Mes arguments, évidemment, ce membre de ma famille n'y a pas été sensible. Cassant, froid, intransigeant et inflexible, il ne m'a même pas écouté. Imperméable au fait que je n'ai pas mangé de la journée, il m'a enjoint de quitter son foyer dans les plus brefs délais. Le lit médicalisé que le pharmacien de Valognes nous avait loué jusqu'alors nous avait été repris. A notre adresse, ne subsistait plus qu'un matelas et qu'une couette, ça l'a laissé de marbre. Qu'il n'y ait pas de chauffage ne l'a pas préoccupé. Son unique désir a été de me voir disparaître de chez lui. Aussi, m'en a-t-il expulsé comme un malpropre. Le vocable n'est pas trop fort.

Soudain, les blessures que m'avaient infligées les parents de Vanessa dix ans plus tôt se sont ranimées. Parce que ravivées par un membre de ma propre famille, les humiliations qui en ont découlé se sont même trouvées amplifiées. Traditionnellement, je ne suis pas quelqu'un de rancunier. Cette fois-ci, toutefois, ces blessures laisseront des traces jusqu'à mon ultime souffle de vie. Et même si, à l'avenir, mes rapports avec ce membre de ma famille s'apaisent, rien ne sera plus jamais comme avant.

Des pensées suicidaires m'ont effleurées l'esprit, cette nuit-là. Mais, que les choses soient claires Je ne souhaite pas mourir ; je ne l'ai jamais souhaité. Non ! C'est endurer cette existence-là, que je ne souhaite plus ; et Vanessa avec moi. Par-dessus le marché, je tiens trop à Vanessa pour renoncer à elle. Ses parents l'ont fait, ma famille l'a fait. Moi, je ne le ferai pas. Je préfère encore m'user à la tâche pour lui assurer le bonheur et la sérénité qu'elle mérite, plutôt que de la délaisser.
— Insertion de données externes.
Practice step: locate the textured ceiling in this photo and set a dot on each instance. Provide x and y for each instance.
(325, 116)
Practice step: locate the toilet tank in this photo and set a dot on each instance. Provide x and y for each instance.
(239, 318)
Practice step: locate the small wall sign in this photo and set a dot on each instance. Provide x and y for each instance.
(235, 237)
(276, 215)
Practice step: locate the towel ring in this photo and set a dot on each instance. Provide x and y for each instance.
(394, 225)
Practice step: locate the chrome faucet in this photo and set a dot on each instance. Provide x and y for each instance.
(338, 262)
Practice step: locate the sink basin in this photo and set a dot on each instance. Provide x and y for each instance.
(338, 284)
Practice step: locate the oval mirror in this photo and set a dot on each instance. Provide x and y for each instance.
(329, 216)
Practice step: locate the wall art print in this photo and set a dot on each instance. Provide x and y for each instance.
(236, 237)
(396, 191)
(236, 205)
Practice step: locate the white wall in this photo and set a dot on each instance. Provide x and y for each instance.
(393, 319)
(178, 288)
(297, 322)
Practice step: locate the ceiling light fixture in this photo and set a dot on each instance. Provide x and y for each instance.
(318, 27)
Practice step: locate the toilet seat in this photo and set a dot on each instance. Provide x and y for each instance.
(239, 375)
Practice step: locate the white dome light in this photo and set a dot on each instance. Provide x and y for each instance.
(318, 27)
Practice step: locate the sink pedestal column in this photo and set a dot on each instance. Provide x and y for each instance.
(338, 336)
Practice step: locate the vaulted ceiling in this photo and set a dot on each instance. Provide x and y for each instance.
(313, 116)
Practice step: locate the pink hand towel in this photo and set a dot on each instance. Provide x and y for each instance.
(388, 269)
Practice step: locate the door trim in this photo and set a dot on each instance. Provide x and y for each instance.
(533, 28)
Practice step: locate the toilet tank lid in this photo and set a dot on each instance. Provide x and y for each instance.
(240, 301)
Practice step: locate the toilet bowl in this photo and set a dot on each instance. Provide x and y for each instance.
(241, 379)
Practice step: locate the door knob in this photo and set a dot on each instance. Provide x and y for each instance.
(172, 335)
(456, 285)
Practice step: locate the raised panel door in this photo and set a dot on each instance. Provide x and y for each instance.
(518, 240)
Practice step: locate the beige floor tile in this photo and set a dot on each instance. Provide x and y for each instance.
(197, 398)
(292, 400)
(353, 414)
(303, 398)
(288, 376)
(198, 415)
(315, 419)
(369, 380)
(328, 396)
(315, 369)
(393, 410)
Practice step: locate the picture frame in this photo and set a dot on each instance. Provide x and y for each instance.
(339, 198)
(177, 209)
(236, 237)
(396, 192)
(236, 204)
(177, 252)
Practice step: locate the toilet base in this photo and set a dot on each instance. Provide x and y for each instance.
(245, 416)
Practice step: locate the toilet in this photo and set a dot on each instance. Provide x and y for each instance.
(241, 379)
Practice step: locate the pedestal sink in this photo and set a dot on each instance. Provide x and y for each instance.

Par ailleurs, j'ai quantité d'articles sur l'actualité ou sur le devenir de notre Civilisation ou de l'Humanité à rédiger. J'ai mes Mémoires à terminer. J'ai un roman en gestation à composer. J'ai énormément de perspectives philosophiques à approfondir et à partager. Or, jusqu'alors, ces objectif littéraires ambitieux ont continuellement été étouffés par des considérations sur lesquelles je n'avais pas de prise. Je veux malgré tout les mener à terme.

Les jours suivants, j'ai en permanence eu des nœuds au ventre et dans la gorge. J'ai été la proie de deux ou trois crises d’anxiété intenses. Trois jours durant, je me suis sous-alimenté, je n'ai pas changé de vêtements, je ne me suis ni rasé ni lavé. Le 1er novembre étant un jour férié, je n'ai pu commander des provisions via le drive du Leclerc de Sablé que le surlendemain. Bien-entendu, j'ai téléphoné à Vanessa tous les jours, je l'ai informée du déroulé des événements, et elle en a été profondément mortifiée. J'ai contacté l'une des adjointe au maire d'Auvers le Hamon avec laquelle j'ai d'excellentes relations. Celle-ci a immédiatement joint le maire, lequel s'est précipité à ma rencontre pour savoir si j'avais besoin de quoi que ce soit. A Auvers le Hamon, il n'y a que ces deux personnes qui se sont enquit de mon état de santé. Leur empathie et leur dévouement m'ont grandement réconforté.

Cette adjointe au maire a sonné à ma porte quelques jours plus tard. C'est elle qui a pris le relais du maire dans le soutien de la municipalité vis-à vis des difficultés que je traversais. Parallèlement, j'ai approché les cheffes de secteur dont dépendaient les auxiliaires de vie qui ont assisté Vanessa tout l’Été. Elles ont perçu ma détresse, ont ponctuellement pris de mes nouvelles. Surtout, elles m'ont fait bénéficier d'un contrat équivalent à celui de Vanessa. Mais, à la différence de celui de Vanessa, puisque la MDPH ne m'octroie pas de prise en charge PCH, je dois m'en acquitter en totalité financièrement.

Car, Jusqu'à maintenant – et avec juste raison -, la MDPH et les autres organismes qui interviennent dans le cadre de nos handicaps respectifs ont concentré leurs efforts sur Vanessa... Ils se sont désintéressés de moi et de mon invalidité. Ils ont omis de distinguer que, chez moi, si cette dernière se traduit différemment, mon taux d'incapacité est de 90 %, et qu'une aide humaine m'est aussi indispensable qu'à Vanessa.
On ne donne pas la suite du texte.